The main thrust of Ezra UK is to support Aliyah projects run by Ezra International teams in various countries. The goal is to help those living in poverty with the costs involved in their aliyah process. While their flights are paid for by either the Jewish Agency or the International Fellowship of Christians and Jews, there are many additional costs such as transport to the Israeli Consuls/JA offices; transport to the airport; costs involved in papers and documents (translations, Apostilles etc). Sometimes we Ezra Team Membersalso help with extra luggage payments when the airlines only allow very small luggage limits. This help can make the difference as to whether a family or individual decides to make aliyah or not. Ezra teams, especially in the former Soviet Union countries, give advice on finding the evidence of their Jewish roots.

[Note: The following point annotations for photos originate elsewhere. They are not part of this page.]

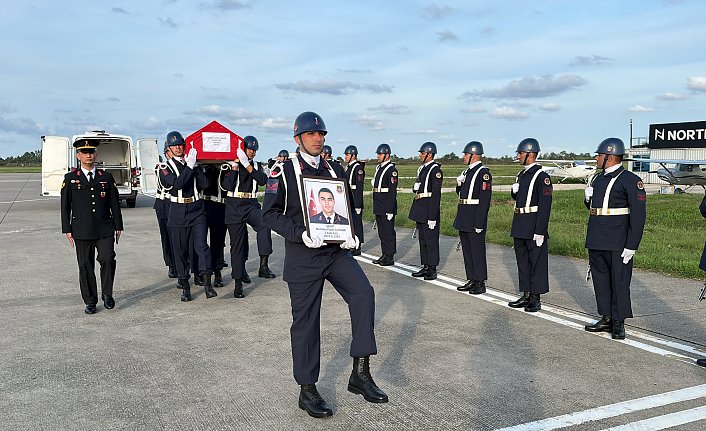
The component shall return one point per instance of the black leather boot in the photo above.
(521, 302)
(185, 290)
(535, 303)
(217, 278)
(431, 273)
(264, 271)
(208, 287)
(422, 272)
(313, 403)
(603, 325)
(618, 331)
(361, 382)
(238, 291)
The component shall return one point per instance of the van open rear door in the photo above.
(56, 153)
(147, 156)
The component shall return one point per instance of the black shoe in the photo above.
(534, 304)
(311, 401)
(478, 288)
(431, 273)
(521, 302)
(217, 278)
(466, 287)
(603, 325)
(108, 302)
(618, 331)
(361, 382)
(422, 272)
(238, 291)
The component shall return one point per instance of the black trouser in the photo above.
(428, 243)
(348, 278)
(473, 246)
(532, 265)
(611, 282)
(86, 256)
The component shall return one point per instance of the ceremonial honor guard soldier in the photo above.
(385, 204)
(474, 188)
(91, 220)
(617, 201)
(532, 192)
(309, 262)
(242, 209)
(426, 210)
(356, 180)
(187, 217)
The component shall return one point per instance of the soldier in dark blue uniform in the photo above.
(426, 210)
(242, 209)
(161, 209)
(355, 174)
(309, 262)
(532, 192)
(616, 200)
(474, 191)
(91, 220)
(187, 217)
(385, 204)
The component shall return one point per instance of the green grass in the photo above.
(672, 242)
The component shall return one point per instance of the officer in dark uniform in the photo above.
(187, 217)
(242, 209)
(532, 192)
(309, 262)
(616, 199)
(91, 220)
(474, 188)
(426, 210)
(385, 204)
(355, 174)
(161, 209)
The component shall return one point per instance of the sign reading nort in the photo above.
(678, 135)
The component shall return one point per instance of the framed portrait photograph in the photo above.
(328, 208)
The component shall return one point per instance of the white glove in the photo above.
(242, 157)
(190, 158)
(627, 255)
(316, 242)
(350, 243)
(588, 193)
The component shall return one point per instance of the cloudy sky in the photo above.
(569, 73)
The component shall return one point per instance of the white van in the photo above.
(132, 165)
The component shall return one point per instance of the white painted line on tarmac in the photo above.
(622, 408)
(663, 422)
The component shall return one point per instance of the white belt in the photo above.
(526, 210)
(610, 211)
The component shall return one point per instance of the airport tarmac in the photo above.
(447, 360)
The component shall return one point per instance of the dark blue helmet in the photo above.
(428, 147)
(383, 149)
(528, 145)
(473, 147)
(309, 122)
(251, 143)
(174, 138)
(612, 146)
(351, 149)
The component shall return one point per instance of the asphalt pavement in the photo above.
(447, 360)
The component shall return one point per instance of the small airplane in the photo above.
(688, 173)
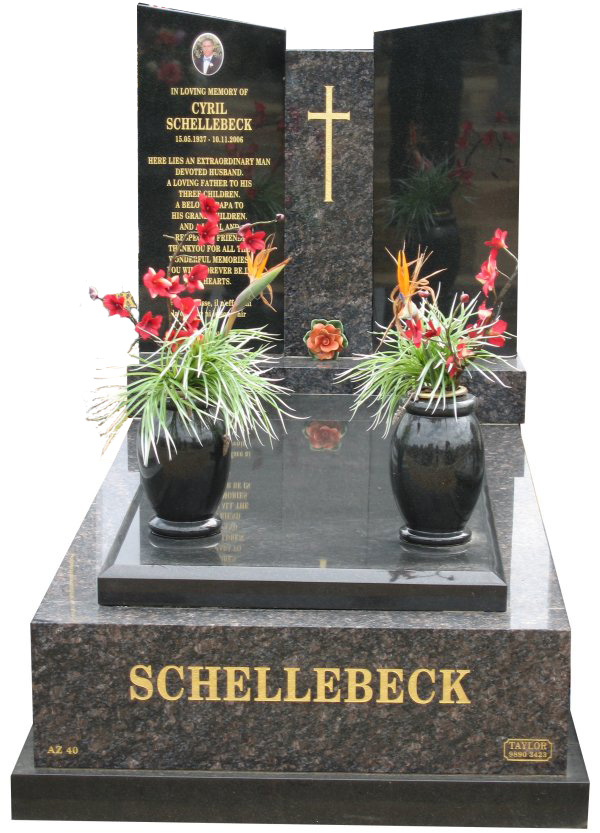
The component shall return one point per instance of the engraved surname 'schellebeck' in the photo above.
(527, 750)
(328, 116)
(261, 684)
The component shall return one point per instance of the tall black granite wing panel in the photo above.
(447, 112)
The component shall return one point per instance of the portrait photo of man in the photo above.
(207, 54)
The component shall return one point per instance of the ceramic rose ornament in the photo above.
(325, 339)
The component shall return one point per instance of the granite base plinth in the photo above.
(302, 798)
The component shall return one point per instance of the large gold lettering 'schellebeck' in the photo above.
(262, 684)
(329, 116)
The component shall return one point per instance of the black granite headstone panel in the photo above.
(447, 110)
(329, 210)
(536, 800)
(217, 131)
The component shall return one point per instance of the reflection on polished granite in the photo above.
(311, 523)
(530, 606)
(518, 661)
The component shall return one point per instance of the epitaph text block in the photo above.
(211, 124)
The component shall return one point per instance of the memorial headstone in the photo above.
(209, 125)
(336, 705)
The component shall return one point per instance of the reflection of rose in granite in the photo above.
(325, 436)
(325, 339)
(170, 72)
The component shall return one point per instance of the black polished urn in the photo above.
(186, 486)
(437, 467)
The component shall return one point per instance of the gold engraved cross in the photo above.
(329, 117)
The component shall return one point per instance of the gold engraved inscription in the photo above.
(263, 684)
(329, 117)
(527, 750)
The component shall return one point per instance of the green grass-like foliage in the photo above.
(220, 377)
(417, 198)
(399, 370)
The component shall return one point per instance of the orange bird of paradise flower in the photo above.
(409, 284)
(256, 263)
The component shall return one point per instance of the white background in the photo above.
(68, 125)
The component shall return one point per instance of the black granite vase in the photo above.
(185, 490)
(437, 468)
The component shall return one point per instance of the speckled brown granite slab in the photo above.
(518, 661)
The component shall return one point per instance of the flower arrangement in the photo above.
(423, 353)
(200, 367)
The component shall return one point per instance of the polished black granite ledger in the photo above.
(322, 534)
(518, 660)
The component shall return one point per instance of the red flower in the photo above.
(483, 312)
(170, 72)
(148, 326)
(176, 287)
(189, 308)
(254, 241)
(498, 241)
(261, 113)
(414, 331)
(462, 351)
(451, 366)
(177, 334)
(431, 331)
(494, 334)
(115, 304)
(209, 208)
(207, 233)
(196, 277)
(487, 276)
(324, 341)
(157, 284)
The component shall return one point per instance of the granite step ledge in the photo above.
(496, 404)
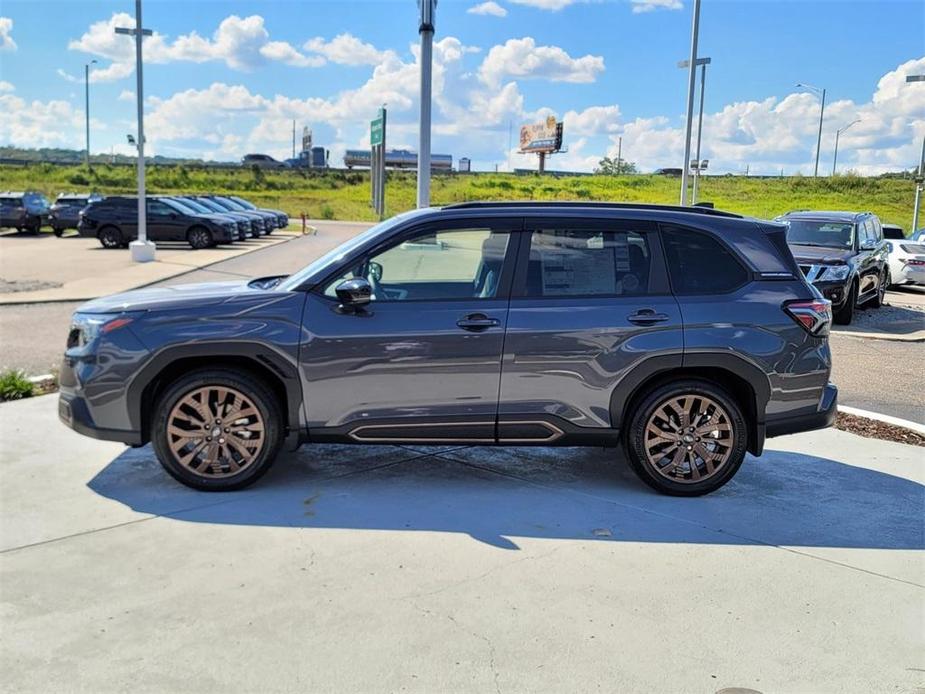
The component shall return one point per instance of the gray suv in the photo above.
(685, 335)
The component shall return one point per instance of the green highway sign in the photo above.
(376, 131)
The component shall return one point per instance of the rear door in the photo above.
(590, 302)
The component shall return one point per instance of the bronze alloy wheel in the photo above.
(215, 432)
(689, 438)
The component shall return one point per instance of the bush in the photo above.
(14, 385)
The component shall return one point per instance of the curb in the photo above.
(283, 239)
(885, 418)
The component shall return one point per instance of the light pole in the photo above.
(142, 249)
(837, 135)
(821, 93)
(920, 179)
(87, 104)
(692, 72)
(426, 29)
(702, 62)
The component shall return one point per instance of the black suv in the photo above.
(844, 255)
(685, 335)
(65, 213)
(23, 211)
(114, 221)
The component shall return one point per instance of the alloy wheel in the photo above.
(215, 432)
(689, 438)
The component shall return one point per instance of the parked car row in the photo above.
(846, 256)
(201, 220)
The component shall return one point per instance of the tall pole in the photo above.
(819, 137)
(918, 189)
(426, 29)
(142, 249)
(87, 105)
(692, 72)
(703, 82)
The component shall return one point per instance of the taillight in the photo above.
(815, 315)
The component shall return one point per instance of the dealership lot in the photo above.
(457, 569)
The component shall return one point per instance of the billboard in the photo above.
(541, 137)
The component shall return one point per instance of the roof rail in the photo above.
(607, 205)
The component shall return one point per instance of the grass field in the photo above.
(345, 195)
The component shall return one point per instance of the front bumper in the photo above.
(822, 418)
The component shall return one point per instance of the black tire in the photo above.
(110, 237)
(199, 238)
(694, 482)
(880, 297)
(845, 314)
(252, 389)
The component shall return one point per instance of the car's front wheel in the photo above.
(687, 438)
(217, 430)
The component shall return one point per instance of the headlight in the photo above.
(837, 272)
(86, 327)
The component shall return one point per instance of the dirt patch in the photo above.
(873, 429)
(13, 286)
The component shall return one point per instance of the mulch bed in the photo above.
(873, 429)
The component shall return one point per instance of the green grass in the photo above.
(345, 195)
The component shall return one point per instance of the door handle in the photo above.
(647, 316)
(476, 322)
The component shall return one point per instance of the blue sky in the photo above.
(226, 78)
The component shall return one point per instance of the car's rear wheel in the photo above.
(687, 438)
(217, 430)
(110, 237)
(845, 313)
(199, 238)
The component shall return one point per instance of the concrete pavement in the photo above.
(457, 569)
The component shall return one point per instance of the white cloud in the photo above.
(640, 6)
(6, 35)
(346, 49)
(488, 8)
(523, 58)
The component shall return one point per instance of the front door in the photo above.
(590, 302)
(422, 362)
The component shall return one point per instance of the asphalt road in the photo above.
(876, 375)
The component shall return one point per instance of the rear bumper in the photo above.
(822, 418)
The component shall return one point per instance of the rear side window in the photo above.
(699, 264)
(587, 262)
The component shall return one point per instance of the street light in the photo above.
(702, 62)
(87, 104)
(818, 92)
(692, 72)
(142, 249)
(426, 29)
(920, 179)
(837, 135)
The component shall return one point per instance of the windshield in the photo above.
(243, 203)
(826, 234)
(334, 256)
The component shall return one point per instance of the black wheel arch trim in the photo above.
(262, 354)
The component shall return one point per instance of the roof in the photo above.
(832, 215)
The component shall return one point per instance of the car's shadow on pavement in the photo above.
(493, 494)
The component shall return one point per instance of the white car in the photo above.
(907, 262)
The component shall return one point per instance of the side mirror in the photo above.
(354, 294)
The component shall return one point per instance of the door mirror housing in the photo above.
(354, 294)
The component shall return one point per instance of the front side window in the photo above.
(699, 264)
(435, 265)
(587, 262)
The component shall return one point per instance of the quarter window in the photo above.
(587, 262)
(699, 264)
(436, 265)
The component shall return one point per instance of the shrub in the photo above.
(14, 385)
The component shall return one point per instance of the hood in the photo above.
(160, 298)
(817, 254)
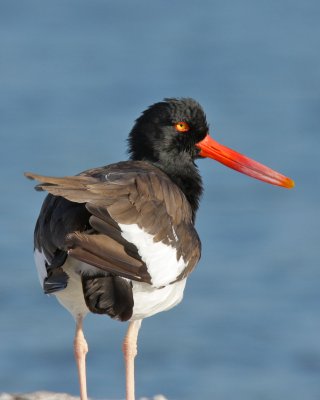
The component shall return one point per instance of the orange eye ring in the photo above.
(182, 126)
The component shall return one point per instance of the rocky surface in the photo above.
(54, 396)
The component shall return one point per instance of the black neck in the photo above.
(184, 173)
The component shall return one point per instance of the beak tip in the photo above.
(291, 183)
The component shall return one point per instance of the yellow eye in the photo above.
(182, 126)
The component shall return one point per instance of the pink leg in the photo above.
(80, 351)
(130, 351)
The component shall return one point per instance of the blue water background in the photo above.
(74, 75)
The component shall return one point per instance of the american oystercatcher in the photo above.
(120, 239)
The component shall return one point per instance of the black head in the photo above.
(168, 130)
(166, 135)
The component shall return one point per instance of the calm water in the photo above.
(73, 77)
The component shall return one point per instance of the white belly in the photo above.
(149, 300)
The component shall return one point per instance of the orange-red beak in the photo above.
(232, 159)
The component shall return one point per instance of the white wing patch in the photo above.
(161, 259)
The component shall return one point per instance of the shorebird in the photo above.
(120, 239)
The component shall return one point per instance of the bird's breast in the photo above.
(163, 264)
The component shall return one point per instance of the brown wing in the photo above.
(126, 193)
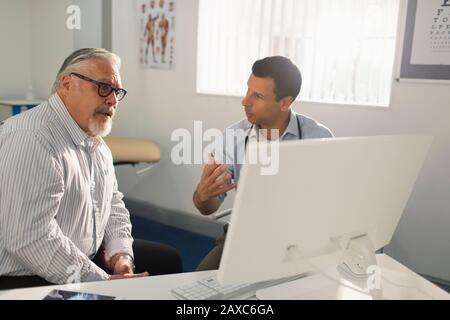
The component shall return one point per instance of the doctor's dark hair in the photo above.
(285, 74)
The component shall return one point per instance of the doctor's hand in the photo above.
(127, 276)
(215, 180)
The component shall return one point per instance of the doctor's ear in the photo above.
(286, 103)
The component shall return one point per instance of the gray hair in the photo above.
(80, 58)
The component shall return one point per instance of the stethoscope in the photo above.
(251, 128)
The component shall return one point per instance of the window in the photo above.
(344, 48)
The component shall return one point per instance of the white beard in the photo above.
(100, 128)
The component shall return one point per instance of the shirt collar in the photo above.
(76, 133)
(292, 127)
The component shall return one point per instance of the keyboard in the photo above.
(210, 289)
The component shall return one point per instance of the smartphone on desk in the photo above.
(58, 294)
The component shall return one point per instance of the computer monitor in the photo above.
(332, 202)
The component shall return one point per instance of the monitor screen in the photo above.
(325, 194)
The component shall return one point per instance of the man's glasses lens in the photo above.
(105, 90)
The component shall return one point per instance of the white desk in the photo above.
(408, 285)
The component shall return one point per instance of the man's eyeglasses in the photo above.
(104, 89)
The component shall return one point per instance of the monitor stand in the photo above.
(355, 260)
(360, 264)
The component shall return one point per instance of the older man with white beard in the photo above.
(62, 218)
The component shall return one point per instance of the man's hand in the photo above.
(214, 181)
(127, 276)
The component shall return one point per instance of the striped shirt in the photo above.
(59, 200)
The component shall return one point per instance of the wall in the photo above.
(160, 101)
(51, 42)
(15, 47)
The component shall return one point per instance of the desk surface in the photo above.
(398, 282)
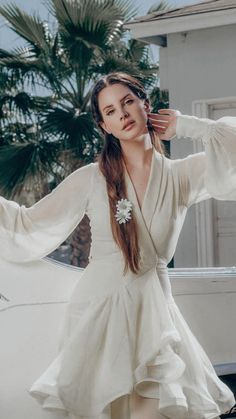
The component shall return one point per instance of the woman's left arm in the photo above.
(219, 138)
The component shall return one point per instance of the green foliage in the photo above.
(45, 86)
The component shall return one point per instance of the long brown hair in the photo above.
(111, 165)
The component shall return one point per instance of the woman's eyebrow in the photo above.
(123, 98)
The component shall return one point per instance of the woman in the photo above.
(126, 351)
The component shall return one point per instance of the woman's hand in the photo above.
(164, 123)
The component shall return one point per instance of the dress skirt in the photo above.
(130, 340)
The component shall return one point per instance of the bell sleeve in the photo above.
(211, 173)
(28, 234)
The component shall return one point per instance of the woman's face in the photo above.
(124, 114)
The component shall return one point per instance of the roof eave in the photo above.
(159, 28)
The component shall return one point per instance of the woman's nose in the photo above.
(123, 114)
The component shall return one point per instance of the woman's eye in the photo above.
(110, 112)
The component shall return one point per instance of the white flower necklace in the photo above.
(123, 212)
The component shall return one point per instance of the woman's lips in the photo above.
(128, 127)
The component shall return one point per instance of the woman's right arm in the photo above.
(28, 234)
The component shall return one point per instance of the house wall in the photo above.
(196, 65)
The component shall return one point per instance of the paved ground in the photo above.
(230, 380)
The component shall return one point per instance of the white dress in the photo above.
(126, 333)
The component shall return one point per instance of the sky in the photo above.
(8, 39)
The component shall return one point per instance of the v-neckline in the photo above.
(141, 207)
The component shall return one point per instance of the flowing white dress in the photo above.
(126, 333)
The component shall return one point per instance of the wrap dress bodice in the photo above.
(124, 331)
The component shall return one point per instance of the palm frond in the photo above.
(29, 27)
(21, 162)
(73, 127)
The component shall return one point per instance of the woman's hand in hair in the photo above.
(164, 123)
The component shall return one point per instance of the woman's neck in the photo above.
(137, 153)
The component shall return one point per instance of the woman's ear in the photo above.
(104, 127)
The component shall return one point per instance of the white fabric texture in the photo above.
(125, 333)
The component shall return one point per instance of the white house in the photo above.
(198, 67)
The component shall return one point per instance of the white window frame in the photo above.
(204, 211)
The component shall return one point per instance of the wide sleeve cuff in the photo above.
(193, 127)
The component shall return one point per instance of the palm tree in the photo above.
(45, 120)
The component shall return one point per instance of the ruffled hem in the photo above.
(130, 341)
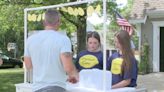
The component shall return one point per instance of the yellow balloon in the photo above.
(90, 10)
(80, 11)
(70, 10)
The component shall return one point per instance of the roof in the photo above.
(141, 7)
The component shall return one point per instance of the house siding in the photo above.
(147, 36)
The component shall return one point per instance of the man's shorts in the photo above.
(52, 89)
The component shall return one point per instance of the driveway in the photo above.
(153, 82)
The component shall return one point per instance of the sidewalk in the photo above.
(153, 82)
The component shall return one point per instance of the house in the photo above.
(148, 16)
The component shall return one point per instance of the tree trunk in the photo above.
(81, 36)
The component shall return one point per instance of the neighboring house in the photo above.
(148, 16)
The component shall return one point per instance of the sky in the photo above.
(95, 19)
(121, 3)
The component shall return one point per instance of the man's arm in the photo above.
(28, 63)
(66, 59)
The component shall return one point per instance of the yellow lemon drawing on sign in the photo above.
(116, 66)
(88, 61)
(90, 10)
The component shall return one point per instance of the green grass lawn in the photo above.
(10, 77)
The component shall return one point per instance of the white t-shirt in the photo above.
(45, 48)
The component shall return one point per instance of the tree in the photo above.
(12, 20)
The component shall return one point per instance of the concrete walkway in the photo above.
(153, 82)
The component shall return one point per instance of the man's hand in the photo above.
(73, 78)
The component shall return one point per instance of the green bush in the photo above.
(144, 66)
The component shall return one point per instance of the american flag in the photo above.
(124, 24)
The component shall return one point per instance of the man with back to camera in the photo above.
(48, 54)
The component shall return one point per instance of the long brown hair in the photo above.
(127, 54)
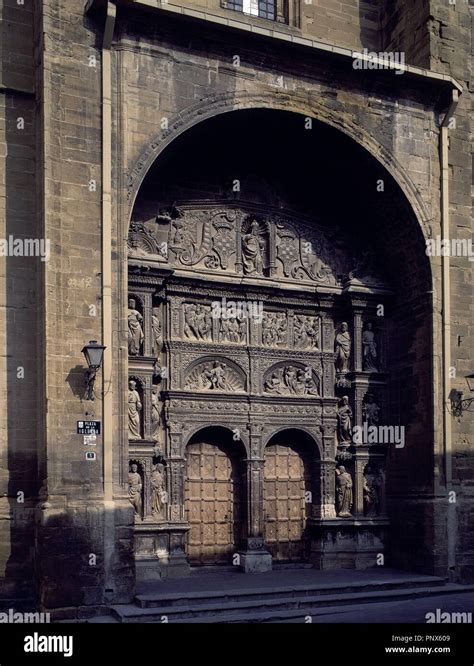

The Israel Aid project was really started in response to the War situation in East Ukraine. In the early days of that conflict we were seeing many Jewish people arrive in Israel with almost no luggage at all. Ezra UK’s Israel Aid projects works in partnership with Ministry to Israel (ministrytoisrael.org) which has worked in helping new immigrants for many years. MTI is bringing containers of aid in from Holland, USA and N Ireland and Ezra UK is delighted to be part of that programme. Currently we have main collecting and sorting points in N Ireland and, on a smaller scale, in Carlisle.
Our representative, Jim Clint, in N Ireland writes: “The Israel Aid programme involves shipping out good quality second-hand clothing from Northern Ireland to needy Jewish families who have recently made aliyah.
The Children’s Rescue Centre (CRC) began by directly contact children living on the street, offering food and blankets and literally trying to persuade them to come in out of the cold. CRC volunteers and then staff began spending time in the Government’s ‘shelter’, attempting to bring care to the children housed there. Gradually the outside volunteers from CRC were given more influence as the trust and confidence in them increased. CRC teams worked with the shelter for many years but now CRC teams are more involved in social services. Staff field phone calls from the police, family members and others reporting abuse or children at risk. The CRC staff to home visits and are the social workers managing the cases for children identified at risk in several districts of Kiev. The first priority is to keep the children with their parents if it is safe and feasible to do so and offer in-home support.